A. Per quanto attiene alle opere assoggettate a semplice comunicazione al Comune da parte del proprietario dell’immobile e/o dell’esecutore:
1) Nella relazione allegata alla comunicazione dei lavori, il tecnico incaricato dal committente dovrà obbligatoriamente asseverare i volumi del materiale di risulta che sarà presuntivamente prodotto;
2) Il proprietario dell’immobile, che sottoscrive la comunicazione, dovrà obbligatoriamente indicare le modalità di smaltimento degli sfabbricidi e la ditta cui lo stesso sarà affidato;
3) La comunicazione da parte del proprietario dovrà obbligatoriamente essere trasmessa anche al Comando di Polizia Municipale.

B. Per quanto attiene alle opere per le quali è necessaria la concessione,autorizzazione e/o altro provvedimento emesso dal Comune :
1) ogni concessione edilizia, autorizzazione e comunque qualsiasi provvedimento posto in essere dall’Amministrazione Comunale, concernente interventi edilizi su manufatti che implicano la produzione di sfabbricidi, non potrà essere rilasciata se non dopo che il concessionario del provvedimento abbia documentato le modalità di smaltimento del materiale di risulta e la ditta di smaltimento incaricata;
2) Con la comunicazione di fine lavori, il concessionario del provvedimento dovrà esibire attestazione sull’effettiva esecuzione del servizio di smaltimento,indicando la quantità del materiale e la discarica o centro di recupero di stoccaggio presso la quale sono stati conferiti i rifiuti:
3) Copia del provvedimento autorizzativo rilasciato dovrà essere trasmesso al Comando di Polizia Municipale.

C. Controlli:
1) Per quanto attiene alle opere assoggettate a semplice comunicazione al comune, il Comando di Polizia Municipale, cui la comunicazione è stata inviata da parte del proprietario, dovrà eseguire , nel periodo di esecuzione dei lavoro, controlli tesi a verificare la veridicità delle dichiarazioni rese in merito alle modalità di smaltimento degli sfabbricidi. 2) Per quanto attiene alle opere per le quali è necessario il rilascio di autorizzazioni e/o concessioni, il Comando dei Vigili Urbani eseguirà i controlli necessari, richiedendo al concessionario l’esibizione dei documenti che attestino le modalità e quantità di sfabbricidi smaltiti.

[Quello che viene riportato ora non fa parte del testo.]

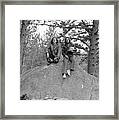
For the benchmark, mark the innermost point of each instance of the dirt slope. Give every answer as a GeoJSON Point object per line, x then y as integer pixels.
{"type": "Point", "coordinates": [47, 83]}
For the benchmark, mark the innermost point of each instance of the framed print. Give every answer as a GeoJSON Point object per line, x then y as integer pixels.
{"type": "Point", "coordinates": [59, 60]}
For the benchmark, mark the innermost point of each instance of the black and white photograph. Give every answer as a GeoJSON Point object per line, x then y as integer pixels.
{"type": "Point", "coordinates": [59, 59]}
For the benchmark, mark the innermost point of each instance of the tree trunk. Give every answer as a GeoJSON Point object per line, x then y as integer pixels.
{"type": "Point", "coordinates": [24, 24]}
{"type": "Point", "coordinates": [93, 55]}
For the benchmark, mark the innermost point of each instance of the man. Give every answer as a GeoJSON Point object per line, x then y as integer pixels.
{"type": "Point", "coordinates": [53, 51]}
{"type": "Point", "coordinates": [68, 61]}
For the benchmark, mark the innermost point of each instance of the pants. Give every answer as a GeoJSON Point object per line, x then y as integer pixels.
{"type": "Point", "coordinates": [68, 64]}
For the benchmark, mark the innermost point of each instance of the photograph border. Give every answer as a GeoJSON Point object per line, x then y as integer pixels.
{"type": "Point", "coordinates": [2, 60]}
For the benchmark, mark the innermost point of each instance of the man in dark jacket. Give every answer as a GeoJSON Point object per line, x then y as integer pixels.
{"type": "Point", "coordinates": [53, 51]}
{"type": "Point", "coordinates": [68, 61]}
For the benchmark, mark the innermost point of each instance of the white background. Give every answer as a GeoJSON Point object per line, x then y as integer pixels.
{"type": "Point", "coordinates": [105, 104]}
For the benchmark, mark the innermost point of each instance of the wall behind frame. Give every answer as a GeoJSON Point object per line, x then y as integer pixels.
{"type": "Point", "coordinates": [52, 0]}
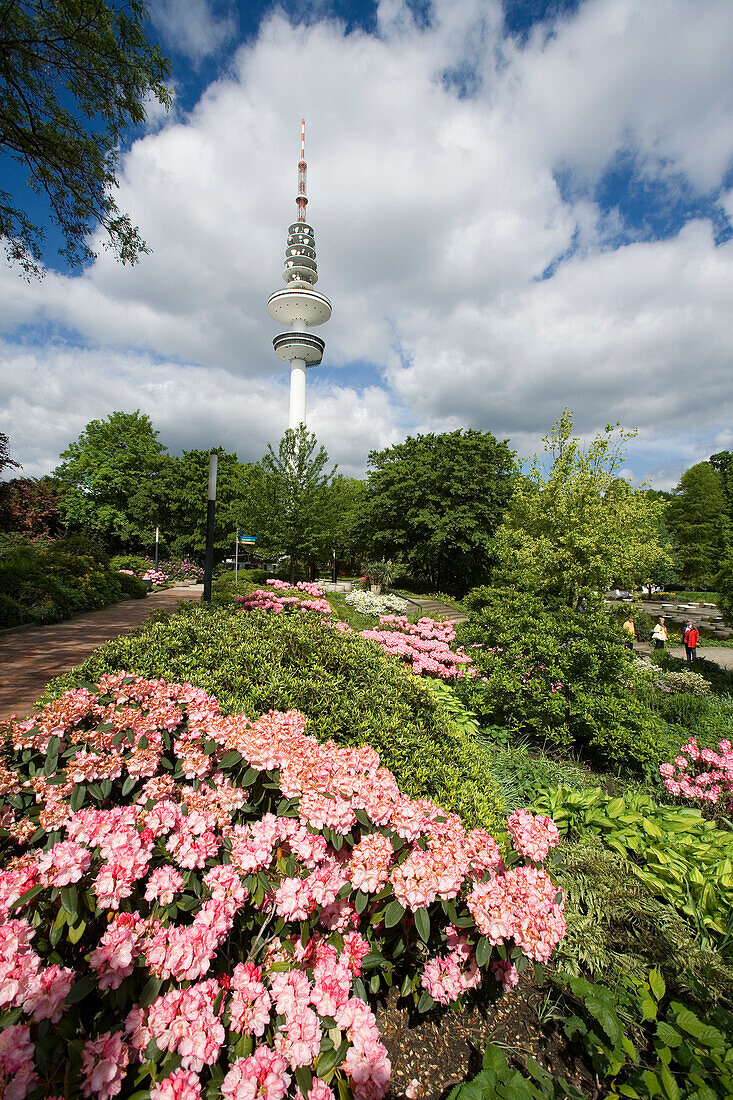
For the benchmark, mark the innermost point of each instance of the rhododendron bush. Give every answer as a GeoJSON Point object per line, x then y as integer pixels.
{"type": "Point", "coordinates": [424, 646]}
{"type": "Point", "coordinates": [193, 904]}
{"type": "Point", "coordinates": [701, 774]}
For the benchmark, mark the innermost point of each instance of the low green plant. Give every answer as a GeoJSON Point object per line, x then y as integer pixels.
{"type": "Point", "coordinates": [558, 677]}
{"type": "Point", "coordinates": [348, 689]}
{"type": "Point", "coordinates": [642, 1044]}
{"type": "Point", "coordinates": [674, 850]}
{"type": "Point", "coordinates": [499, 1078]}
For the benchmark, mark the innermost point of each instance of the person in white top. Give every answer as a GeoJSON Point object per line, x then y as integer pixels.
{"type": "Point", "coordinates": [659, 635]}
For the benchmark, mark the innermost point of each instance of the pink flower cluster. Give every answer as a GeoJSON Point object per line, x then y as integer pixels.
{"type": "Point", "coordinates": [312, 590]}
{"type": "Point", "coordinates": [266, 602]}
{"type": "Point", "coordinates": [25, 982]}
{"type": "Point", "coordinates": [701, 774]}
{"type": "Point", "coordinates": [425, 646]}
{"type": "Point", "coordinates": [446, 978]}
{"type": "Point", "coordinates": [171, 872]}
{"type": "Point", "coordinates": [533, 835]}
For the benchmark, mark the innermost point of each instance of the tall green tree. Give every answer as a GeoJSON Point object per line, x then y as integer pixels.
{"type": "Point", "coordinates": [185, 491]}
{"type": "Point", "coordinates": [573, 527]}
{"type": "Point", "coordinates": [75, 75]}
{"type": "Point", "coordinates": [695, 516]}
{"type": "Point", "coordinates": [342, 532]}
{"type": "Point", "coordinates": [291, 494]}
{"type": "Point", "coordinates": [111, 479]}
{"type": "Point", "coordinates": [6, 461]}
{"type": "Point", "coordinates": [722, 463]}
{"type": "Point", "coordinates": [435, 502]}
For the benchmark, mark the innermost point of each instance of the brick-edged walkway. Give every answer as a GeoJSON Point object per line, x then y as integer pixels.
{"type": "Point", "coordinates": [30, 657]}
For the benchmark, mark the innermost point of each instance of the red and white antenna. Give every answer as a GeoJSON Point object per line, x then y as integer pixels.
{"type": "Point", "coordinates": [303, 167]}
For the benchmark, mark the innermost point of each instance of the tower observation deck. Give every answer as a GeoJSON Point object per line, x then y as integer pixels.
{"type": "Point", "coordinates": [298, 304]}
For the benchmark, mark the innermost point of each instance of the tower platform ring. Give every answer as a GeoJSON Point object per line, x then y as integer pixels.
{"type": "Point", "coordinates": [306, 306]}
{"type": "Point", "coordinates": [305, 345]}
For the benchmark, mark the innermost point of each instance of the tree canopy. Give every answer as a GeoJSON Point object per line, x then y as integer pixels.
{"type": "Point", "coordinates": [74, 77]}
{"type": "Point", "coordinates": [185, 491]}
{"type": "Point", "coordinates": [436, 501]}
{"type": "Point", "coordinates": [111, 479]}
{"type": "Point", "coordinates": [290, 492]}
{"type": "Point", "coordinates": [695, 516]}
{"type": "Point", "coordinates": [573, 527]}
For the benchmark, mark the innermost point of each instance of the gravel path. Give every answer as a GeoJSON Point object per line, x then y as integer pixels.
{"type": "Point", "coordinates": [32, 656]}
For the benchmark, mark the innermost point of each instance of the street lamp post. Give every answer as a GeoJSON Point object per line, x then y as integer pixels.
{"type": "Point", "coordinates": [210, 508]}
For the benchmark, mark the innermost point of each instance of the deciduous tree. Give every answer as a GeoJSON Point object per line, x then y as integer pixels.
{"type": "Point", "coordinates": [111, 479]}
{"type": "Point", "coordinates": [436, 501]}
{"type": "Point", "coordinates": [292, 497]}
{"type": "Point", "coordinates": [695, 516]}
{"type": "Point", "coordinates": [74, 76]}
{"type": "Point", "coordinates": [573, 527]}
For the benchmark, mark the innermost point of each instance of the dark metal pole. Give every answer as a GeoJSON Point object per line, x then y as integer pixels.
{"type": "Point", "coordinates": [210, 508]}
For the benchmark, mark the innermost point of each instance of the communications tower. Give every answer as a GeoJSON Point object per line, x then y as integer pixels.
{"type": "Point", "coordinates": [299, 305]}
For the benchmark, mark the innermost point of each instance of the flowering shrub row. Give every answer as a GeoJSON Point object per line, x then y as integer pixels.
{"type": "Point", "coordinates": [367, 603]}
{"type": "Point", "coordinates": [424, 646]}
{"type": "Point", "coordinates": [198, 901]}
{"type": "Point", "coordinates": [312, 590]}
{"type": "Point", "coordinates": [701, 774]}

2) Di dare atto che la presente direttiva vincola alla sua osservanza gli uffici Urbanistica ed Edilizia, Servizi alle Imprese e Sportello Unico AA.PP. ed il Comando della Polizia Municipale.

3) Di dichiarare , altresì , attesa l’urgenza , l’immediata eseguibilità del presente provvedimento , ai sensi dell’at. 134 del D.Lgs.267/2000.